"Peter Bergen is CNN's national security analyst, a vice president at New America and a professor of practice at Arizona State University. He is the editor of the Coronavirus Daily Brief and author of the new book "Trump and His Generals: The Cost of Chaos." The opinions expressed in this commentary are his own. View more opinion articles at CNN."
(CNN) What is most galling as the nation faces its worse crisis since World War II is how the Trump family keeps demanding recognition for their brilliant work and also our thanks for the catastrophic mess they have helped land us all in.
Case in point is Jared Kushner, who has fallen upwards throughout his life, inheriting a vast real estate empire and then making one of the worst purchases in the history of Manhattan, which was buying the office building at 666 Fifth Avenue for a then-record $1.8 billion in 2007, a lemon which was only finally taken off his hands after his father-in-law became president.
So, perhaps it was only fitting that he was awarded the job of shadow secretary of state at the beginning of the Trump administration.
Kushner was in charge of managing the US-China portfolio, a responsibility that drew criticism, given Kushner's own business interests with China.
He also destroyed any vestige of American leadership in the Middle East with his promotion of the reckless Saudi Crown Prince Mohammed bin Salman and his sabotage of the two-state solution in Israel.
According to officials cited by The New York Times, early on in the Covid-19 crisis, Kushner privately agreed with his father-in-law that this whole coronavirus thing was being overblown by the lamestream media.

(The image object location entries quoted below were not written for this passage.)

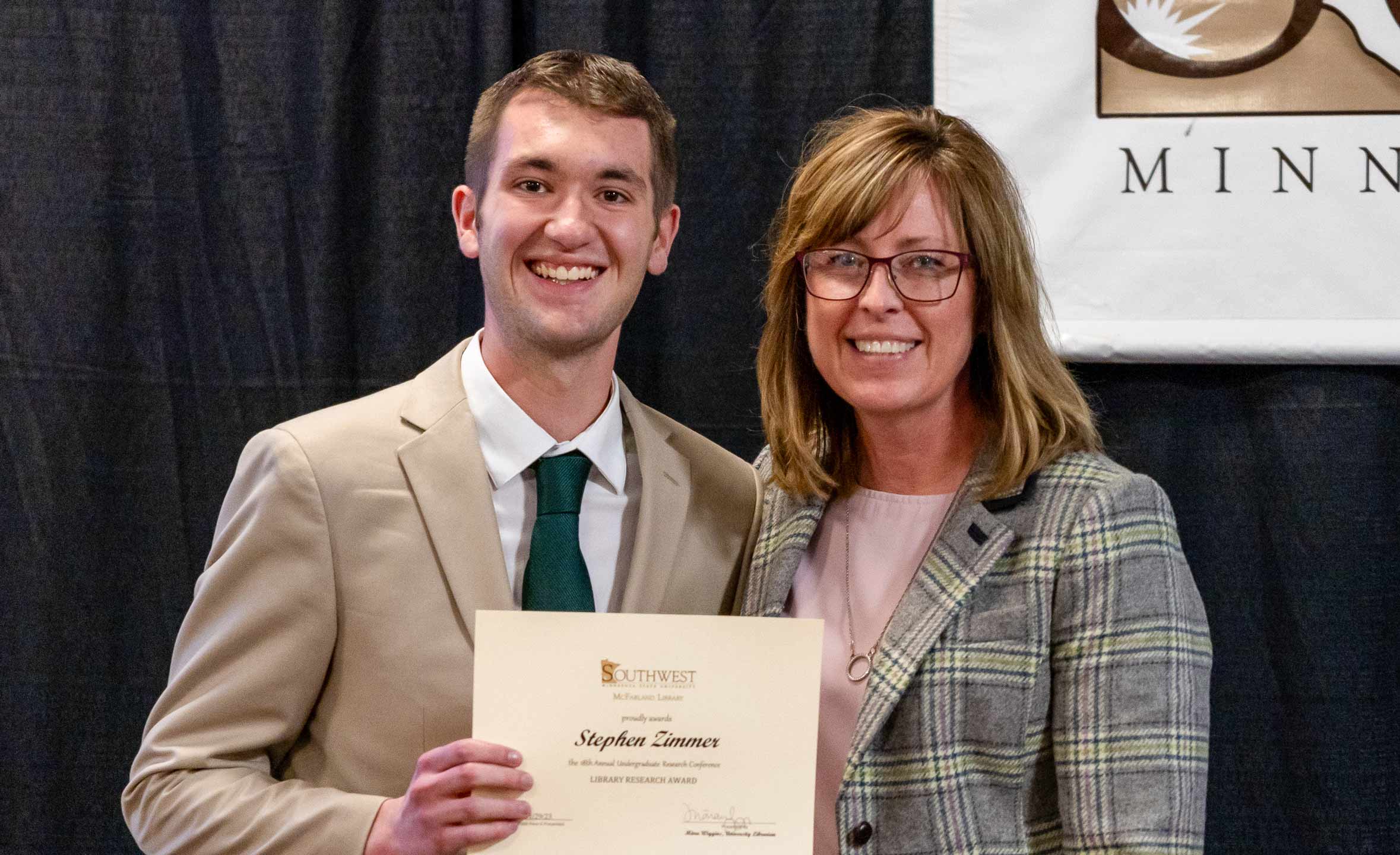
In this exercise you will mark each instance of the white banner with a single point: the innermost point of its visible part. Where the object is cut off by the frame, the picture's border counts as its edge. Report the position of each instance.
(1209, 181)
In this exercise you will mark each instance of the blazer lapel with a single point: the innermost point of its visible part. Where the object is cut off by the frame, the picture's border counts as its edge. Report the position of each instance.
(452, 489)
(666, 499)
(968, 546)
(787, 531)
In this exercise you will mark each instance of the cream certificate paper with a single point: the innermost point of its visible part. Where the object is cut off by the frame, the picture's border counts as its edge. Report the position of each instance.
(654, 732)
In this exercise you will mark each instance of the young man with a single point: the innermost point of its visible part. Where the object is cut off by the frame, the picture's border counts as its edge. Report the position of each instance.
(321, 688)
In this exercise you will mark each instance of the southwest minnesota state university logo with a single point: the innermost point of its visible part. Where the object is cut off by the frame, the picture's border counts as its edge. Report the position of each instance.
(647, 677)
(1237, 58)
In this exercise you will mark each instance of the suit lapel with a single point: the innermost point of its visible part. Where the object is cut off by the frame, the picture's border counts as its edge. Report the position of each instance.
(666, 499)
(452, 489)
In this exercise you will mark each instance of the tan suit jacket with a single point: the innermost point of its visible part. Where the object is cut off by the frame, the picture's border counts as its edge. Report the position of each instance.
(331, 636)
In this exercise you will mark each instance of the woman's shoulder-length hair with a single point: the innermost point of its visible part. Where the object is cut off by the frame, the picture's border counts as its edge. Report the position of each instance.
(850, 168)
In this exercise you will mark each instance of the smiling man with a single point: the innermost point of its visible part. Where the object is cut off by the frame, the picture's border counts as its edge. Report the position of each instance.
(319, 696)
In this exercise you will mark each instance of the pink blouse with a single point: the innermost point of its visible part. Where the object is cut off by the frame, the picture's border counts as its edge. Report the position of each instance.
(889, 536)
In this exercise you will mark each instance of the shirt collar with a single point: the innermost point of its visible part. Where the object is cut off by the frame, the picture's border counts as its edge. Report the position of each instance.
(511, 441)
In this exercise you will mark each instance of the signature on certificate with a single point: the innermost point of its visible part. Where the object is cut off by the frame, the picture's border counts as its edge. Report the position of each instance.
(728, 822)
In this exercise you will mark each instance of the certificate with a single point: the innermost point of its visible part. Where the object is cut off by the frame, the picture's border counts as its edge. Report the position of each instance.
(654, 732)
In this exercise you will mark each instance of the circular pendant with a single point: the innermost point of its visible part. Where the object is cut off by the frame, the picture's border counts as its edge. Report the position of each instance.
(854, 671)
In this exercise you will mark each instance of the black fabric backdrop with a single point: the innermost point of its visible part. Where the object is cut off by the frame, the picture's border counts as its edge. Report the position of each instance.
(217, 216)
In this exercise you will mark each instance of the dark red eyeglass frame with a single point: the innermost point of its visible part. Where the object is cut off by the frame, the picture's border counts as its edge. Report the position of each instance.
(965, 259)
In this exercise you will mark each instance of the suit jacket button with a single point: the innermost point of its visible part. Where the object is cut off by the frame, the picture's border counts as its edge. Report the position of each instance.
(861, 834)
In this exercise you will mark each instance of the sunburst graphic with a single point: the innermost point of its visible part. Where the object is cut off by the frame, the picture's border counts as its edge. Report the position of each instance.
(1161, 23)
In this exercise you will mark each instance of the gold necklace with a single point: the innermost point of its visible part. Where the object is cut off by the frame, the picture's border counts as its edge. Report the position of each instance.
(869, 658)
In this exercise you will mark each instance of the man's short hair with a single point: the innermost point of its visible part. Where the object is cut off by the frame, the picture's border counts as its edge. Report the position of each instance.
(590, 80)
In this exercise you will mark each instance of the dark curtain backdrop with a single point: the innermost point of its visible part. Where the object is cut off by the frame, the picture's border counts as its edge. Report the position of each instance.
(214, 216)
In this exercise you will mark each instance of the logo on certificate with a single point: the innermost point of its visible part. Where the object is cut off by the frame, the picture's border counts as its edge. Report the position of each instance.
(1222, 58)
(647, 677)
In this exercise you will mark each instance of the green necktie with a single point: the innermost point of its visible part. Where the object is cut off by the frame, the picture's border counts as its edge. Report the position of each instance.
(556, 578)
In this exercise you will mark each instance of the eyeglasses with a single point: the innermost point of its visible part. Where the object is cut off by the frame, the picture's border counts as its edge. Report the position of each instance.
(917, 276)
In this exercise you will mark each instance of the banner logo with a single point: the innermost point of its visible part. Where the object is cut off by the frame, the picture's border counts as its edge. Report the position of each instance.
(1234, 58)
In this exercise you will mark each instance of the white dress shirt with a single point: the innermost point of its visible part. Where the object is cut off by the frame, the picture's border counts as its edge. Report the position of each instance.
(511, 441)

Kushner then championed a new Google site where you could go and get your virus symptoms tested. His father-in-law touted 1,700 Google engineers who were working on the site at a White House news conference in March. If that sounds like a fantasy, it was.
And now, Kushner comes to Fox News, the Pravda of the Trump administration, to marvel on Wednesday that the Trump administration's response to the coronavirus is "a great success story," claiming that "we have all the testing we need to start opening the country" and state his hope that "by July, the country's really rocking again."
This is as more than 60,000 Americans lie dead -- more than the death toll of the Vietnam War -- and more than 1 million have been confirmed to have been infected with the virus, with no end in sight. There is widespread agreement among experts that we don't have the testing capabilities to return to any semblance of normal life, and also that a second wave of infections could hit the country badly later in the year.
During World War II, the United States had Franklin Delano Roosevelt and George Marshall to navigate us through a crisis that saw the US spend more than a third of its GDP, and during which more than 12 million Americans donned military uniforms.
Today, we have a completely unreliable President -- anyone can get a coronavirus test, the virus will disappear when the warm weather comes, the list of Trump's whoppers goes on and on and on and on -- and his feckless son-in-law as coronavirus czar prattling on about bringing more private sector efficiency to government. Meanwhile, Trump demands thanks from governors when he is just barely doing his job as president.
This is the kind of thing we expect in a banana republic: the nepotistic incompetence and the demands from the public to lavish praise on the brilliant ruling family.
It would be laughable if there weren't so many lives lost already and so many more in our future.
So, Jared Kushner, we, the American public, want to thank you for your service.